THIS WAS TO have been the year that Europe put the second world war behind it. There were no more 50th anniversaries to commemorate; with the passing of French President FranCois Mitterrand, there was virtually no one left on the world stage who could be called to account for what he did or didn't do a half-century ago. But the war was not just an episode in Europe's thousand-year history of internecine aggression; it was a crime that will haunt the world's conscience forever. With each revelation from the archives, each new interpretation by historians, the nations of Europe, wincing, confront again the horrors in their past.
Once again Germany stood abashed before history. A new book by the American scholar Daniel Jonah Goldhagen showed the unsettling breadth of support that the Holocaust enlisted among ""ordinary Germans,'' especially the draftees in the police battalions who did the grunt work of genocide. Most Germans resisted the central thesis of ""Hitler's Willing Executioners'': that the entire nation endorsed genocide. ""We don't dispute the horrors,'' Der Spiegel publisher Rudolf Augstein wrote, but Goldhagen's conclusions were ""at best ignorant, if not in fact malicious.'' The book was a best seller anyway; Germany has a vast appetite for Holocaust history. German scholars face the horrors of the Nazi era with unflinching honesty, but often with a conspicuous absence of empathy. Goldhagen's book ""produced a much more emotional discussion than any German historian has been able to achieve,'' says the German-Jewish historian Michael Wolffsohn. ""Outwardly, the Germans know much more about the Holocaust than any other nation. Inwardly--except for the political elite--they are reluctant to accept the responsibility.''
But it was not only in Germany that the ghosts of the 6 million were stirring.
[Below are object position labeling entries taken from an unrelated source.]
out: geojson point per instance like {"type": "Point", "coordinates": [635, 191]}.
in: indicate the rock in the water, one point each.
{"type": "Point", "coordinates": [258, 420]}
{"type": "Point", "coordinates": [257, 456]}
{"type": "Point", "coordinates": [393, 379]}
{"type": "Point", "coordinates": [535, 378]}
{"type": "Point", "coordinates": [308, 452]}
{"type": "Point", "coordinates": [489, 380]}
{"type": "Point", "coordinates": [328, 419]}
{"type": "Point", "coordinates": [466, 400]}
Historian Raul Hilberg points out that different societies confront the Holocaust at different times, but always belatedly. In America, it happened only after the Vietnam War raised people's awareness of the moral ambiguities of war. Most of Western Europe has lagged behind. It was only in 1995 that the French president, Jacques Chirac, publicly apologized for the role French officials played in the deportation of France's Jews.
But the pace of recriminations and apologies picked up noticeably in 1996. Austria finally disposed of the art and valuables seized from Jewish owners during the war; auctioned off by Christie's, the trove fetched almost $15 million for a fund to aid Holocaust survivors. The mayor of Paris promised to investigate charges that the city government still owns a valuable portfolio of real estate confiscated from Jews by Paris's wartime administration. One of his aides told NEWSWEEK that the city would make restitution wherever possible, adding: ""I fear some of what we may find.''
And a great deal of unwelcome attention was lavished on Swiss banks, whose notoriously secret interstices are suspected of holding millions of dollars in war-era deposits of shady provenance. Investigators are looking at two areas: the bank accounts of Holocaust victims themselves, presumably now the legitimate property of their heirs, and the secret accounts in which top Nazis stashed their war loot, to which the survivors may have a moral claim. Anyone counting on a windfall is likely to be disappointed. ""The chances of really finding something are small for everybody,'' concedes Herbert Winter, a Zurich lawyer representing families of Holocaust victims. ""But there may be a moral accounting.''
For Germans, meanwhile, the slow process of assimilating their ghastly history goes on, even as the nation starts to shed some of the stigma of its past. Diplomats are resolving the last formal international dispute remaining from the Nazi era, involving claims by Sudeten Germans expelled from Czechoslovakia after the war. And the longstanding taboo against stationing German troops outside the country (except on NATO ex- ercises) was broken when Bundeswehr forces joined the peacekeeping mission to Croatia. The only thing that spoiled this milestone was the straight-armed fascist salute with which some Croats greeted the Germans, an expression of solidarity dating back to the alliance between Croatian fascists and the Nazis. There is no better reminder of the need to constantly confront the past... than to have the past unexpectedly confront you.